New Report: Privacy Ignored While Apps and Devices Proliferate

Lack of digital privacy between individuals and companies, increased hacking of private data and new security and privacy risks associated with the Internet of Things (IoT) will top the list of cyber threats in 2016, according to a recent report from Georgia Tech.

The study, titled “2016 Emerging Cyber Threats Report,” outlines what researchers at Georgia Tech and elsewhere believe to be the greatest challenges the digital world will face in the coming year. It identified four specific areas of concern:

  1. A “privacy tug-of-war” between individual users and the organizations that provide digital services to them. The issue here is that it has become commonplace to require users to surrender large amounts of personal data in order to sign up for an Internet-based service, or even just to use a product. In some cases, users don’t even know exactly what the service does with their information, or which third parties it shares data with. And worst of all, privacy policies are now usually an all-or-nothing affair: Users don’t have the option to retain some personal information in exchange for a lesser degree of service. They have to give up everything if they want to use a service at all.
  2.  Internet of Things (IoT) devices are becoming explosively popular, but developers have put little effort into making them secure and adding privacy controls. “Today’s device manufacturers do not naturally have security in their mindset,” the report summary says.
  3. The ever-increasing importance of software and the Internet across the world means more and more workers are needed to run digital infrastructure.
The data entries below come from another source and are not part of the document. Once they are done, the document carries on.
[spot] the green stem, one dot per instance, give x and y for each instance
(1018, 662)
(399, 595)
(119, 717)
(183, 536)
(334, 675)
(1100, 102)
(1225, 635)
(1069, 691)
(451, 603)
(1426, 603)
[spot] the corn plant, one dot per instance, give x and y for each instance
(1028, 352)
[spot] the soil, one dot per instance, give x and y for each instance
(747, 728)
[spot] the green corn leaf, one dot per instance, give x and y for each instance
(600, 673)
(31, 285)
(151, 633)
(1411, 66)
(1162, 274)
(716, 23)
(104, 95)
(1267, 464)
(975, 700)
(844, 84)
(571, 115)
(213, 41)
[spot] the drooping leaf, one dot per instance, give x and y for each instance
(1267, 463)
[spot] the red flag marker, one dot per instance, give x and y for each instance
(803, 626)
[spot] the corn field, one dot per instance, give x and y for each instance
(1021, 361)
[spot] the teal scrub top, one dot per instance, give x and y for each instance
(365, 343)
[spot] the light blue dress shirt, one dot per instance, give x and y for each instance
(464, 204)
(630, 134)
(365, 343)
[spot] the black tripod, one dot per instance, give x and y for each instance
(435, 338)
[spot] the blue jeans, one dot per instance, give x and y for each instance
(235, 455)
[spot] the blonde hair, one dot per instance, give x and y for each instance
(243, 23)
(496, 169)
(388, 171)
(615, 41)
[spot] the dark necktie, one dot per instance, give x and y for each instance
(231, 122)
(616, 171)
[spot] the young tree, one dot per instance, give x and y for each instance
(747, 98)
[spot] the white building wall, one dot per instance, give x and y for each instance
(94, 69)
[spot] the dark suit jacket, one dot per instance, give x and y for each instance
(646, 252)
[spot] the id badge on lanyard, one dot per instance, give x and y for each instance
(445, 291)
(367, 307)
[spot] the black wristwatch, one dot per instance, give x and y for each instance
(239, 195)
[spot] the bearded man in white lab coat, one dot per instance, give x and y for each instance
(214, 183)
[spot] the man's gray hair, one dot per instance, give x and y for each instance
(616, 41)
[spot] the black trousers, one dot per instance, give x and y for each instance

However, organizations that employ IT workers are not always investing in teaching those workers how to protect security and privacy, according to the report — although the report noted as well that “some corporations are training and retraining workers” in this area, which is a good sign.
  4. Cyber espionage is on the rise, and ordinary people’s private data is often caught in the middle when cyber attackers target major companies or government organizations — as they did recently in high-profile breaches at Target and the United States Office of Personnel Management.

The report, which was prepared by a journalist on the basis of interviews, is the latest in a series of annual Georgia Tech reports on cyber security that appear in October.